La Regenta es una novela extensa, de treinta capítulos. Los quince primeros diseñan el panorama social de una ciudad de provincias, Vetusta, que se recorre en el discurso en dos tardes y un día completo para dar noticias de un tiempo de la historia de más de veintiocho años. Para ajustar el dilatado tiempo de la historia en lo reducido del discurso, se vale el autor de un narrador omnisciente y de varios recursos de flashback, como el recuerdo, la introspección, el tiempo interior, etc. El capítulo dieciséis es una transición entre ese modo de presentar y la narración que seguirá en la segunda parte. Y es precisamente este capítulo, que cuenta la asistencia a una representación teatral, el que se consideró plagio de Madame Bovary, donde hay una escena semejante. Sin embargo, ni la intención, ni el efecto, ni la situación sintáctica de tal episodio son semejantes en una y otra novela: en Madame Bovary es un episodio, como la fiesta en el castillo, los comicios, etc.; en La Regenta sirve de paso de la primera a la segunda parte, de un estilo de presentación a un estilo narrativo y funcionalmente es un efecto especular: reproduce en las formas dramáticas del Don Juan que se representa en escena, la historia que vivirá la Regenta. Las correspondencias entre una y otra historia se señalan directamente punto por punto y permiten al lector liberarse de la curiosidad por el desenlace; y el narrador, por su parte, queda liberado de la tensión informativa y puede lucir habilidades y elegir formas narrativas con toda libertad: dejar blancos en el discurso, luego volver atrás con morosidad para recrearse y hasta repetir escenas desde visiones contrapuestas, anunciar y crear expectativas, etc. La narración ofrece una gran originalidad con todos estos recursos.

La originalidad se manifiesta también en la sintaxis y en el valor semántico del conjunto. El esquema habitual de las «novelas de adulterio», con el trío: esposa, marido y amante, queda modificado en La Regenta con un cuarteto de esquema original: Ana Ozores, la Regenta, está rodeada de tres pretendientes: don Víctor, que la seduce con el matrimonio y la oferta de una vida a salvo de penurias; don Álvaro Mesía, don Juan de oficio, que no le ofrece nada, y crea una ficción amorosa y hasta pasional; y don Fermín, un sacerdote, que se introduce en el mundo de Ana como confesor y se enamora realmente de ella.

Algunos críticos han propuesto una lectura «realista» de la obra y dan a la ciudad el protagonismo, pero creo que no puede considerarse así, pues la ciudad no pasa de ser un telón de fondo que no varía del principio al fin; otros críticos han propuesto una lectura «naturalista», y efectivamente en el discurso se encuentran frases que bien pudiéramos considerar así, pero no hay en la historia indicios de un determinismo en las conductas.

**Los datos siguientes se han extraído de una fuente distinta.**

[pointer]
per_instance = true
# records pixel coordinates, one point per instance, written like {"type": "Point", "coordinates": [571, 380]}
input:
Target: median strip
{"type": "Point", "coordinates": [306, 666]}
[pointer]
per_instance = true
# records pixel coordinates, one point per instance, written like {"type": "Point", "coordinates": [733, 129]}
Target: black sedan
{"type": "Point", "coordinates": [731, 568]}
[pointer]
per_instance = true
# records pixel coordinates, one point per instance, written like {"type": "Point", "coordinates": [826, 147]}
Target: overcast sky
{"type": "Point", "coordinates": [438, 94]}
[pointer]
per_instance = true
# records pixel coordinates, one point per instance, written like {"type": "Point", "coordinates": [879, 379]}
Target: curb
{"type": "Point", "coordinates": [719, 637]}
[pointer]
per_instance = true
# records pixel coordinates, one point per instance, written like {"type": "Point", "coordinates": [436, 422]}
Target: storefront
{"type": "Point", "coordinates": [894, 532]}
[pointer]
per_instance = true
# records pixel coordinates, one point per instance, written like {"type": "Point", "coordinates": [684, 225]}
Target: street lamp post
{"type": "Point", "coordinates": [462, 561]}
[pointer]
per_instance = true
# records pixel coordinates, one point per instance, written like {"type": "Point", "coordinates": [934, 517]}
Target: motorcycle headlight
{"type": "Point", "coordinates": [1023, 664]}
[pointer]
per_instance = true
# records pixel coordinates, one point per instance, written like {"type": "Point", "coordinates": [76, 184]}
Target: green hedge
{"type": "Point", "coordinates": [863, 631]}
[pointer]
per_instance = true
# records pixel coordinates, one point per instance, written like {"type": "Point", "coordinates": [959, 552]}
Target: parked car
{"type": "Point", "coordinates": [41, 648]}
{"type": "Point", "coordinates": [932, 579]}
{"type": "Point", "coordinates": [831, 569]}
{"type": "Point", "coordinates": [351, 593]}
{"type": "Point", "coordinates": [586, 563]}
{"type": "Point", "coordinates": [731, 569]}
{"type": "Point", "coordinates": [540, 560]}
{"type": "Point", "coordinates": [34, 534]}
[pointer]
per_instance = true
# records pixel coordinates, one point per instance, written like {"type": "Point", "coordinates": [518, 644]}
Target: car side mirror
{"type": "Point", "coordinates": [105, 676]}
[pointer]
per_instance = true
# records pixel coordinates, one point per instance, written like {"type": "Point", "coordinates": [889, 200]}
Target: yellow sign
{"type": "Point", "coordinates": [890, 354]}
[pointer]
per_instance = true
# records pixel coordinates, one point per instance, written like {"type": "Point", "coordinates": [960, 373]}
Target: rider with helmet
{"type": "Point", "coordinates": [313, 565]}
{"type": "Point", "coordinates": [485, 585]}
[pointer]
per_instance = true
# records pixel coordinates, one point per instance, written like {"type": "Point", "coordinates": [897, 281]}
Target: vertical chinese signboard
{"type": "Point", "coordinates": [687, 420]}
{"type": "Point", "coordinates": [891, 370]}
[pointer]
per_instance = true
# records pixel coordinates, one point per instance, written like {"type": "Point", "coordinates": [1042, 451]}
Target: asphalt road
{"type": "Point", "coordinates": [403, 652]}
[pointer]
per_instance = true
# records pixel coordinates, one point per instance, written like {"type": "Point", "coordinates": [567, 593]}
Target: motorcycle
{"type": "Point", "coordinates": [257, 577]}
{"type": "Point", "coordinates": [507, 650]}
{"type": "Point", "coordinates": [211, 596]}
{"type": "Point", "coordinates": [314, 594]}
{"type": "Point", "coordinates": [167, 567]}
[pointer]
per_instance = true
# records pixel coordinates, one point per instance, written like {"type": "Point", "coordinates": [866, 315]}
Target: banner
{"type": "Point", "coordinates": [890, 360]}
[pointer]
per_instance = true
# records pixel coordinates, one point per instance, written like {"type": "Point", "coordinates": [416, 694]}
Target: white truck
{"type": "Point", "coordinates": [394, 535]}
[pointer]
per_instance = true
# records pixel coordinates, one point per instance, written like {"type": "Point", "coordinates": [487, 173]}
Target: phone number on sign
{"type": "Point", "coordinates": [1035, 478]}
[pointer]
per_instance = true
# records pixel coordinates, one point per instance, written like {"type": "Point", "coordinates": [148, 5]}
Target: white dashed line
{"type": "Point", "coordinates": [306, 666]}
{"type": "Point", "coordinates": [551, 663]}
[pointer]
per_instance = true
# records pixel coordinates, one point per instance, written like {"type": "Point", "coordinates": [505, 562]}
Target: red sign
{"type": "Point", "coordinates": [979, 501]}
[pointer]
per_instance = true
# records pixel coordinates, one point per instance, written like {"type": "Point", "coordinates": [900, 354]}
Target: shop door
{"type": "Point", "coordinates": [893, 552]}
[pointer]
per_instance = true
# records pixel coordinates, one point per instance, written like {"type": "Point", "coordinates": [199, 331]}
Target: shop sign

La novela puede leerse también como «novela de aprendizaje», pero no interno, pues Ana no aprende nada y eso significa su deseo de volver a empezar la relación con don Fermín; y eso la lleva a la desastrosa escena final. Pero el lector sí aprende: tiene ante sus ojos el paradigma de lo que no debe hacerse: casarse para asegurarse techo y comida, creer en el amor de un don Juan, identificar la religión con una persona.

La novela es compleja y apasionante, moderna en sus recursos y genial.